Week 12 Day 2

I started off the day in such a great way! I was motivated, working hard, accomplishing a ton of little things left and right. I felt amazing!

As usual, the kids got a little out of hand, but it was nothing too serious. I even took them outside for both recesses regardless of the fact that it was -20 C and -19 C respectively. It was nice and refreshing the first time, but by the second recess, I wish we had stayed inside.

At the end of school, we had an IT meeting which took awhile. I also learned I had to very quickly clean my room and basically throw my stuff into the hallway because they were using my room for another meeting I didn’t know about. With the results of being late and frazzled, I went out to my car to finally get it ready to come home. I let it warm up for quite awhile, and scraped and brushed it off so it didn’t quite look so much like an abandoned car in the arctic. Although my engine light is on, my car made it home and drove incredibly well. I love my car.

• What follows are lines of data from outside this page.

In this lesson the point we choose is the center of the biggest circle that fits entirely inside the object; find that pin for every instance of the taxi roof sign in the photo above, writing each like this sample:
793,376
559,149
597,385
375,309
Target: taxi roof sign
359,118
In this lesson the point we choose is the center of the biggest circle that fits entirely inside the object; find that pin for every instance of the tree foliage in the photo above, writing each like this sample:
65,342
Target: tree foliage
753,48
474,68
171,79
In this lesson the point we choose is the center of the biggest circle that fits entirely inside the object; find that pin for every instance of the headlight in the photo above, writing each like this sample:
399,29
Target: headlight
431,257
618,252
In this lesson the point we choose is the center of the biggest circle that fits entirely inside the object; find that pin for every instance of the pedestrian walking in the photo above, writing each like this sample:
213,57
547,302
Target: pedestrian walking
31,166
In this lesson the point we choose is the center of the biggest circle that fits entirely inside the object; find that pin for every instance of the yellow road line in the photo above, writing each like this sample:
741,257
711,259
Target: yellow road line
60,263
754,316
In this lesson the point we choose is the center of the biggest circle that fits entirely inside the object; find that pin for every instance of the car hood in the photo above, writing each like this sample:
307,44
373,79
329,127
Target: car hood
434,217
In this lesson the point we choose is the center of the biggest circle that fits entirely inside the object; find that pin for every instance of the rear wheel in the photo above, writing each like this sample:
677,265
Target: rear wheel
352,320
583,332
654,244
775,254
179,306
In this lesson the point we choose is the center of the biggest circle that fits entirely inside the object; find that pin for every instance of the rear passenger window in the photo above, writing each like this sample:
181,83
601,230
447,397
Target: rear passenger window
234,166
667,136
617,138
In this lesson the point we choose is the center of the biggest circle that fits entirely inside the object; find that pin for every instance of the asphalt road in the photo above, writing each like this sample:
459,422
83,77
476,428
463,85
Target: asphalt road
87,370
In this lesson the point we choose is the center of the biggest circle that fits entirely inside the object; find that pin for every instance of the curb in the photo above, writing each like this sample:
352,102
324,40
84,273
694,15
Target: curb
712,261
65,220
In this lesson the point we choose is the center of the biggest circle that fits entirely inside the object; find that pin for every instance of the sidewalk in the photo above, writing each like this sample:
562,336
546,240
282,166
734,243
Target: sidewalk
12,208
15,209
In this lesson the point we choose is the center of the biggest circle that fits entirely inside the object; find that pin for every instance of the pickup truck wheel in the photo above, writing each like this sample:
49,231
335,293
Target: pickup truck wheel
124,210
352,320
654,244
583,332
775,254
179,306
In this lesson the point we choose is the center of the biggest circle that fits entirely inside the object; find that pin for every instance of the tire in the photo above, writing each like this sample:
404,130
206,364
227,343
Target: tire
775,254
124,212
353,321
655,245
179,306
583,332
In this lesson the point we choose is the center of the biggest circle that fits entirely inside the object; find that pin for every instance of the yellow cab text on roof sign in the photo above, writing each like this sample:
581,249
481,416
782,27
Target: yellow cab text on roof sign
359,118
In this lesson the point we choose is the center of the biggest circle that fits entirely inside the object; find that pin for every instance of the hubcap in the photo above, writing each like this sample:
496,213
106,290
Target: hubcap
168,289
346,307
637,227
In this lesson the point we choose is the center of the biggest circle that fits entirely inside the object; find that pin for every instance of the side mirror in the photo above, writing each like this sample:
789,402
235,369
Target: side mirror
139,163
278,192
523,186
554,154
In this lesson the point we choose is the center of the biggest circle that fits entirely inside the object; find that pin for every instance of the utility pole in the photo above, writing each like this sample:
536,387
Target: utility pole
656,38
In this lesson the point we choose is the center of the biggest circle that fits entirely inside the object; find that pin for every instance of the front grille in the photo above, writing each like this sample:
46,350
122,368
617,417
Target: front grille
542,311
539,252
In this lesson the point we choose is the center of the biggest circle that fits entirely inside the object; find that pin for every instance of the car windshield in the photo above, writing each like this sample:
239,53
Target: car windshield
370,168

Tonight at the gym, I really wasn’t feeling my workout. I just wasn’t in the right mental state for a couple reasons, one being that I was home from work late again, and I also was still physically worn out from that crazy leg workout the day before. Not to mention tonight’s workout and every workout this week is now 4 sets instead of 3. My body just wasn’t feeling it today. But I did manage to finish the chest/triceps/abs workout including 12 minutes of HIIT afterwards.

I’m tired and worn out, but I’m about to go to sleep and hoping for the deepest sleep so my body can recover better for tomorrow’s back workout.

Week 7 Day 6

It was so hard for me to get up this morning. I normally get up with my husband since he still has to work Fridays. But this morning, I couldn’t. This whole week has be energy-less and tiring.

In fact, I barely made it to my chiropractor and acupuncture appointments this morning. I was ten minutes late (versus the minimum of 5 minutes early I usually am). Thankfully, my chiropractor was also running late so it worked out just fine. But as I was sitting in the waiting room, my acupuncturist came out and mentioned how tired I looked. And then as I responded to her, I noticed my voice even sounded tired. I think it’s a sign…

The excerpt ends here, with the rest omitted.